Many of her red wines have labels with donkeys, as she says her donkeys add to each red wine’s ‘Terroir ‘.
My favorite undiscovered grape was the white ‘Vespaiolo’. Vespa ( like the moped) means ‘wasp’. Gottardi said the Vespaiolo grapes must be harvested as soon as they are ripe, otherwise the wasps will eat them. As Vespaiolo grapes within a vineyard ripen unevenly, the pickers must go the vineyards several times to pick each bunch when it just is ripe. Vespaiolo grapes were traditionally used for Passito wines, and cannot be affected by botrytis.
The Vespaiolo wines were refreshing when young with lots of high ,up front on the tongue, natural racy acidity.

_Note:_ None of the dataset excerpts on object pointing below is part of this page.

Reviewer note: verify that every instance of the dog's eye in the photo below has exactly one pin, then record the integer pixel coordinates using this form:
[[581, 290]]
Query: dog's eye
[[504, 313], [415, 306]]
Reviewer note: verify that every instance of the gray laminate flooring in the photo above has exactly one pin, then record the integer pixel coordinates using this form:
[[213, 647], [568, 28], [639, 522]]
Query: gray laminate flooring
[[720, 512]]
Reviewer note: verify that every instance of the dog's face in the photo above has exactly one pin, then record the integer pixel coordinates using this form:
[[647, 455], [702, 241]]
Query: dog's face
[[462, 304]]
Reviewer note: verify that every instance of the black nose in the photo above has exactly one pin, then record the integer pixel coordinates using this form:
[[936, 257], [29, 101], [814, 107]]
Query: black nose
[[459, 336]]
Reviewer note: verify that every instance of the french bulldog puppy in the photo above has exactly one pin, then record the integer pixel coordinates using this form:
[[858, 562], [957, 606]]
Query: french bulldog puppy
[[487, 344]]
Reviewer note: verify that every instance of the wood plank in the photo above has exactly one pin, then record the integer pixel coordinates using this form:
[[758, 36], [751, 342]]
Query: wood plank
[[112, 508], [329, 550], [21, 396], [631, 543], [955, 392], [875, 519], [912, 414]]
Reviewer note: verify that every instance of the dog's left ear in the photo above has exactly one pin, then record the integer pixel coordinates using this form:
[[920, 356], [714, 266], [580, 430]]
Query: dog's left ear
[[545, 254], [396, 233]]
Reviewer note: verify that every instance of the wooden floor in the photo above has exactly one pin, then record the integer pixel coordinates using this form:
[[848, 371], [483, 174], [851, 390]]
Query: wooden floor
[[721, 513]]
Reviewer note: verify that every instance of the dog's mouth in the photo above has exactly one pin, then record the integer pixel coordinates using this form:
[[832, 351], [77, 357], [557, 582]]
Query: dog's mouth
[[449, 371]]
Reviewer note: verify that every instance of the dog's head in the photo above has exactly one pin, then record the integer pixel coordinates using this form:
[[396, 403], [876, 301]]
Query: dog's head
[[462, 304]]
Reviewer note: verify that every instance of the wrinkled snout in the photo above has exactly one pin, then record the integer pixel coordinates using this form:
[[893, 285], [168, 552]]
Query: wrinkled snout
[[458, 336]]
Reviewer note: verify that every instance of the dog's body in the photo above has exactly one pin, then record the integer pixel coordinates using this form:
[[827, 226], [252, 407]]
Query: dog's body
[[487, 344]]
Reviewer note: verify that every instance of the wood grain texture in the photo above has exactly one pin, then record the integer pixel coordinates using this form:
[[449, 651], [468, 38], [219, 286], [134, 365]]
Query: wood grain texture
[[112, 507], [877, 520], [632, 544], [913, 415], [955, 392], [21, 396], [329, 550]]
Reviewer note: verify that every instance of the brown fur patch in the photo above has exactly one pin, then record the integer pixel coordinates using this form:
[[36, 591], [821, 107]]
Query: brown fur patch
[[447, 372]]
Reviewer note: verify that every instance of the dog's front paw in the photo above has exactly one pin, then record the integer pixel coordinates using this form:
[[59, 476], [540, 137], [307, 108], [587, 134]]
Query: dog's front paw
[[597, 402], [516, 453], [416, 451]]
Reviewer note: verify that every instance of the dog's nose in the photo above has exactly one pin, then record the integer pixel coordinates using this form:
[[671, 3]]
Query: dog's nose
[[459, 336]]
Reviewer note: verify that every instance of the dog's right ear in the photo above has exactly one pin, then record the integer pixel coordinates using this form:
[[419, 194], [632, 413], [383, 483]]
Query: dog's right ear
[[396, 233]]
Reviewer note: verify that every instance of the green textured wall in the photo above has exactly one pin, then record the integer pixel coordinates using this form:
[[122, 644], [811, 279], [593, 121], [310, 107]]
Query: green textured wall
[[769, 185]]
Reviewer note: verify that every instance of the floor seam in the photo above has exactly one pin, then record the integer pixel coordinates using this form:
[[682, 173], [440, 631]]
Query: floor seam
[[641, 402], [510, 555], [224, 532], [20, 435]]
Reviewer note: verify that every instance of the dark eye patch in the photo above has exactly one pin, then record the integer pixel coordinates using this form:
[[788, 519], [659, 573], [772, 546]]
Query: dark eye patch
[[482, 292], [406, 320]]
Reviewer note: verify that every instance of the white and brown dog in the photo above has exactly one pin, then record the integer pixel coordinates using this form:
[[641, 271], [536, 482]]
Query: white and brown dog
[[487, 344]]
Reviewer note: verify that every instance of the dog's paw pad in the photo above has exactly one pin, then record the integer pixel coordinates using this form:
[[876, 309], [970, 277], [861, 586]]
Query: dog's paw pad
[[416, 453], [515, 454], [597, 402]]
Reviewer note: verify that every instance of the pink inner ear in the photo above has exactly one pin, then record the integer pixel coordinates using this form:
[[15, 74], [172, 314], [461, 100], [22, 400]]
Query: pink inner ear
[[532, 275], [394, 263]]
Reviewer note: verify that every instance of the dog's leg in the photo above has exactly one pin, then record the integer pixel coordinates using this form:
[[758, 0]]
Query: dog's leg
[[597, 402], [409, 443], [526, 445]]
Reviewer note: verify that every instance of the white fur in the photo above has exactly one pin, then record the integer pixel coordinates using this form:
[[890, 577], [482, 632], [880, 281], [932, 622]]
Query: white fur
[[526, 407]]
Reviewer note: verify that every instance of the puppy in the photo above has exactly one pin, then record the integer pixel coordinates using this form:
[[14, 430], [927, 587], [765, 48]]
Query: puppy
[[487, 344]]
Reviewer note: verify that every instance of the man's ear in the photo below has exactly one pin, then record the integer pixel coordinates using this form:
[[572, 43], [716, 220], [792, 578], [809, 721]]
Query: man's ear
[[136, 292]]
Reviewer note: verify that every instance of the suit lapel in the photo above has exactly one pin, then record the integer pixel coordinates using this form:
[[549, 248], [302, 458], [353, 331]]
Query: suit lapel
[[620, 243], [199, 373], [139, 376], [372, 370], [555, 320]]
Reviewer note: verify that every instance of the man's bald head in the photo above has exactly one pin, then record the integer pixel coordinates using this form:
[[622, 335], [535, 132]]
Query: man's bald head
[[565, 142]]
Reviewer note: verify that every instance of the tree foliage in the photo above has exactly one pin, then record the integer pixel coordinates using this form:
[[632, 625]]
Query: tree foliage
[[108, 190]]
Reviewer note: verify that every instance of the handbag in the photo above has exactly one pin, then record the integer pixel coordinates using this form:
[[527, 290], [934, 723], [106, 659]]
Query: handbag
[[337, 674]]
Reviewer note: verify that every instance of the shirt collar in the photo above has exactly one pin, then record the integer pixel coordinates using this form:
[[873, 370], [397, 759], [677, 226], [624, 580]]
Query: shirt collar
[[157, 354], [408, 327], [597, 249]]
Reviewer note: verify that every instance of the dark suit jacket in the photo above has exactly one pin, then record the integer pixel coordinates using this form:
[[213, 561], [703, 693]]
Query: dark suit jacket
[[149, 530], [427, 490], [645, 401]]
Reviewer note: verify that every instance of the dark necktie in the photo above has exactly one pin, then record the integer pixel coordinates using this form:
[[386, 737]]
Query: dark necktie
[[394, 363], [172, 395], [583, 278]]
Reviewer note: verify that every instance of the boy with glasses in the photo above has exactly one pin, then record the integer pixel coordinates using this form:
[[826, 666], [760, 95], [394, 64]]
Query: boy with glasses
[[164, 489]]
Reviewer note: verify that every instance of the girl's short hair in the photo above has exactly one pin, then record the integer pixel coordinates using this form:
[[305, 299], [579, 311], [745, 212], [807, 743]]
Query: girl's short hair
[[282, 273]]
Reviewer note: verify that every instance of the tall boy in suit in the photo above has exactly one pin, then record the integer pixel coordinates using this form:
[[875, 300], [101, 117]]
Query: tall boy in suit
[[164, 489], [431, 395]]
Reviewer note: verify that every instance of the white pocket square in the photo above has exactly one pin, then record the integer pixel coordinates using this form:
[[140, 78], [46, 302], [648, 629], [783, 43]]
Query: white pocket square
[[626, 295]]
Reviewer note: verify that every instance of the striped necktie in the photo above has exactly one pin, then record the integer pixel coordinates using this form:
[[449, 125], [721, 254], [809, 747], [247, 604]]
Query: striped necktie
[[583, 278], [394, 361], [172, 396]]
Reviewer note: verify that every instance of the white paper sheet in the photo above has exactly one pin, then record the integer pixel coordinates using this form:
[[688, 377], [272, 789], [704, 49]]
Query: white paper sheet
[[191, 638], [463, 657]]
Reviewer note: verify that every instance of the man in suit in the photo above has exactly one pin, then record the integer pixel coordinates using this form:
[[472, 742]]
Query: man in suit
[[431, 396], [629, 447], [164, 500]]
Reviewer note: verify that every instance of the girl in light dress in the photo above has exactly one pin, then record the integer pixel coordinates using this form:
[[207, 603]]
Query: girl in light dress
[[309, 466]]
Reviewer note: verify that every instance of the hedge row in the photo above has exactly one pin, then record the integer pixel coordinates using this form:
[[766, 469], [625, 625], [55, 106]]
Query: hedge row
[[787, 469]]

The wine was like white spring flowers tinged with fresh snow, a hint of peach and lemon.
Even when aged in French oak, the natural acidity of the Vespaiolo grape remains high as the maturing wine becomes rounder, like peachy satin.
Next was a decanter filled with salmon-colored, full-bodied ‘Orange Wine’ from white grapes long fermented with the skins on.
And of course, what is an Italian wine event without a lovely sweet wine for meditation, a Passito made from pressing grape bunches, hung until they are like raisins, still leaving high natural acidity balancing natural grape sugars.
Gottardi’s hands on attention to detail is not only in the vineyard and in the winery, but in the creative labels and bottles.
Her special wines have a flowery, delicate cross on the labels, and are bottled in shortish, heavy port style bottles with deep punts and very high quality tight corks.
Her full-bodied reds with the donkey ‘terroir’ labels are dipped in wax as closures.
Asking Gottardi about food matching, she said that she prefers her special wines , labeled with the delicate cross to be sipped while reading a book.